As I moved to Resolve I was forced to change my Vegas Movie Studio dashcam processing workflow a bit. Not only you cannot use MP4 under Linux at all, but MP4 presents challenges to the free Resolve under Windows too.
The first step I take for all dashcam footage is to convert it using ffmpeg to DNxHR LB. Not only it’s a well-supported intermediary codec that increases performance significantly, but it also get’s rid of any nonsense my dashcam puts in the clip. And 36 Mbps is more than enough for anything my dashcam can throw at it. Instead of converting clip-by-clip, I opted to merge them all into a single file - that’s the reason behind weird syntax:
ls *.MP4 | awk '{print "file \x27" $1 "\x27"}' | ffmpeg \
-f concat -safe 0 -protocol_whitelist pipe,file -i - \
-c:v dnxhd -profile:v dnxhr_lb -q:v 1 -pix_fmt yuv422p -an \
^^dashcam.mov^^
Once all these videos are imported into Resolve, I go over them removing any clip portions when car is not moving. For any stops where state around car changes (e.g. waiting for traffic light), I use smooth cut to transition from one state to another. Other than that, I leave footage as is.
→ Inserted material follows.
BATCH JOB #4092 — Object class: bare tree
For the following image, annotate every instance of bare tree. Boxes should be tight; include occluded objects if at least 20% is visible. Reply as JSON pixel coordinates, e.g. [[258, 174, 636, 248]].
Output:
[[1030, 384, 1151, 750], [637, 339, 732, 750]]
Once I’m done with editing I export the whole video into DNxHR SQ VBR. If I hadn’t done any editing, exporting to DNxHR LB would be fine as generational loss is quite acceptable. However, with all smooth cuts I’ve made, a temporary bump in video quality is beneficial. Especially since this is not the final output.
As I don’t expect to edit these clips again, the final output is H.264 as it’s size savings cannot be ignored. I usually use two-pass encoding with 6 Mbps average rate. You can use veryslow
preset to increase quality at the cost of speed but improvement is minimal so I simply go with the default of medium:
ffmpeg -i ^^render.mov^^ \
-c:v libx264 -pix_fmt yuv420p -b:v 6M \
-an -y -pass 1 -f mp4 ^^render^^.mp4
ffmpeg -i ^^render.mov^^ \
-c:v libx264 -pix_fmt yuv420p -b:v 6M \
-an -y -pass 2 -f mp4 ^^render^^.mp4
rm ffmpeg2pass-0.log*
And that’s it - final video is similar enough in quality while not taking extreme amounts of disk space.
PS: I am not using H.265 at this time because I find it even more trouble to work with than H.264 is. I might think about it in the future as support for it increases.